DAV Rating: Bergwanderung leicht / Easy mountain hike.
|Southern wall of Dachstein (2998 m) with Middle and Upper Triassic carbonate platforms and reefs of a passive continental margin.|
The Eastern Alps represent a classical continent-continent collisional orogen with some specific peculiarities, which arise from the specific location on the interface between Alps, Carpathians, Pannonian basin and Dinarides. The understanding of the geology of Eastern Alps is, therefore, critical for the understanding of whole Alpine-Carpathian-Dinaric orogenic belt. Furthermore, the Eastern Alps also comprise many classic localities of structural geology, petrology and sedimentary geology, and a number of concepts were postulated on now famous localities. The excursion intends to visit all principal tectonic and paleogeographic zones along a ca. N-S transect across central and eastern sectors of the Eastern Alps (longitude of Salzburg and eastward from it). The principal goals of the excursion will be on following topics: (1) the nature of the East Alpine orogen with two Alpine orogenic belts stacked in one; (a) the Cretaceous-aged Austroalpine units representing the upper plate to (b) the classical Eocene-Miocene continent-continent collisional orogen; (2) evidence for two, Permian-Middle Triassic and Jurassic rifts, which finally evolved into two different oceans; particular evidence will given to the evidence of recently detected Permian and Middle Triassic events; (3) visit of the the type locality of eclogites (Saualpe), which indicate late Early Cretaceous A-subduction of the Austroalpine units; (4) assessment the evidence for Late Cretaceous post-orogenic collapse; (5) examination of Eocene-Neogene magmatism associated with slab break-off after cessation of subduction; (6) discussion of the evidence for Neogene lateral extrusion and associated exhumation of the Tauern window as a metamorphic core complex within compressional conditions; (7) study of the mode of formation of Neogene Styrian basin as extensional basin on top of the collapsing orogenic belt; and (8) proof of early Quaternary magmatism (alkaline basalts) as evidence for ongoing lithospheric thinning.

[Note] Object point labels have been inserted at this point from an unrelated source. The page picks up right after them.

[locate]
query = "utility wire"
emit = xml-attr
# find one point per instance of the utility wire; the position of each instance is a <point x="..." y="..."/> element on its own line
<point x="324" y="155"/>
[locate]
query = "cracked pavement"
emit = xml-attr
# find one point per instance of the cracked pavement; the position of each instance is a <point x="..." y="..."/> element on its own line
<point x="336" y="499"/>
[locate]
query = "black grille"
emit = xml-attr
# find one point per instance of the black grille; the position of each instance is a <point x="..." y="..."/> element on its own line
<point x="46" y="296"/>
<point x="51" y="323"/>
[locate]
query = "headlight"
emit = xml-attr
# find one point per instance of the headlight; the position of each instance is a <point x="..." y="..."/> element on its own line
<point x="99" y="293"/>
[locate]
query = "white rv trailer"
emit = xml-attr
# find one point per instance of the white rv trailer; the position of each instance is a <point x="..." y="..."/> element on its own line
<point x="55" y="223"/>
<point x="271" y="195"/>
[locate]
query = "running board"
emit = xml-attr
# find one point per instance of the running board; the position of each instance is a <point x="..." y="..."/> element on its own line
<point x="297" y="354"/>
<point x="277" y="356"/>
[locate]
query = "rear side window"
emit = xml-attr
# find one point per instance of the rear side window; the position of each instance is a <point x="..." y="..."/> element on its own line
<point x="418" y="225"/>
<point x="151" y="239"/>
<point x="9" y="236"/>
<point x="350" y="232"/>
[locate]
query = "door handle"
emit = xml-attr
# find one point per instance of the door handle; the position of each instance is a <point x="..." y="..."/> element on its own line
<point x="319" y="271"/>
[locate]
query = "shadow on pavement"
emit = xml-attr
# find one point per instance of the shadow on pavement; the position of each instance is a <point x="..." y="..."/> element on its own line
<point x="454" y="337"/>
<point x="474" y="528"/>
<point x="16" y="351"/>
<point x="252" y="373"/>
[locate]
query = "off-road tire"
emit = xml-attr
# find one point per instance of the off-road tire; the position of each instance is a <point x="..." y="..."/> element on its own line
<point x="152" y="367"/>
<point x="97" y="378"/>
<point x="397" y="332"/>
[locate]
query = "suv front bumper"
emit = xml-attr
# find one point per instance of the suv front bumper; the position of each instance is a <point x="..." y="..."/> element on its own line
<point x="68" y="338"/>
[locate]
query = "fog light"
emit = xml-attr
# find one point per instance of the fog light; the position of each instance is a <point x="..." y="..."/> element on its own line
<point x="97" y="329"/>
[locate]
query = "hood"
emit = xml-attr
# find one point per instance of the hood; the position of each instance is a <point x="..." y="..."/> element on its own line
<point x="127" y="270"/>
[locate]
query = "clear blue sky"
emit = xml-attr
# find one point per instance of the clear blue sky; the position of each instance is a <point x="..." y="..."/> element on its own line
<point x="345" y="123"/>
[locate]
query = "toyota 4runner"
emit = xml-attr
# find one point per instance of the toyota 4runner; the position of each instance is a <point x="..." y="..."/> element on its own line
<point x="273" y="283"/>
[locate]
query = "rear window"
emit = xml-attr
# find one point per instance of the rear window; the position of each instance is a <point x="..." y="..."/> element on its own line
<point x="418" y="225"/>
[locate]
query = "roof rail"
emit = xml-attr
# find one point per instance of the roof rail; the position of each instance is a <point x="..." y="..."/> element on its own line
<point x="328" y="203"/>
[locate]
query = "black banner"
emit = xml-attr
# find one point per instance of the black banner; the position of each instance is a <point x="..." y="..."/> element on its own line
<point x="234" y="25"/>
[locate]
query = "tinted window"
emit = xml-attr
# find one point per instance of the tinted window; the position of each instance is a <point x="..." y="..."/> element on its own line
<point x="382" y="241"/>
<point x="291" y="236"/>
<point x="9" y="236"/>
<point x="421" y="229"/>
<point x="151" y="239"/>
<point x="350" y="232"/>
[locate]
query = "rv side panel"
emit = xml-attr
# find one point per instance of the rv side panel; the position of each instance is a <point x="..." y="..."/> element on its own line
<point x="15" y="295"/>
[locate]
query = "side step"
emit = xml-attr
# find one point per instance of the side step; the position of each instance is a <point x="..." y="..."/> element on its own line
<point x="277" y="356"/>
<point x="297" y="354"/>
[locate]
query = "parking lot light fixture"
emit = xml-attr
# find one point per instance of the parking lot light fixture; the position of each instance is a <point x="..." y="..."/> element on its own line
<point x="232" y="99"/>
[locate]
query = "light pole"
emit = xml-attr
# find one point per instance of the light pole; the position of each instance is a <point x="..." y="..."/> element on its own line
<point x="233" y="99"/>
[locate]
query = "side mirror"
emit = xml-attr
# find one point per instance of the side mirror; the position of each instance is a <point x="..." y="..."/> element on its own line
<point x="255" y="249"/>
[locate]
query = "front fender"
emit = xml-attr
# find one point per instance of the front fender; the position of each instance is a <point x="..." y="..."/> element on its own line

The eastern sectors of Eastern Alps are characterized by the contrast between high elevations (e.g. easternmost Hohe Tauern) going down — step by step — to the Neogene Styrian basin representing the westernmost part of Pannonian basin. The excursion route will cover many scenic spots in Nothern Calcareous Alps, eastern Tauern window, Nock Mountains and Carnic Alps as well as the hilly, low-lying part of the Styrian basin.
The excursion will mostly in Austria, which some exposures in southeastern Germany, northern Italy and possibly in Slovenia.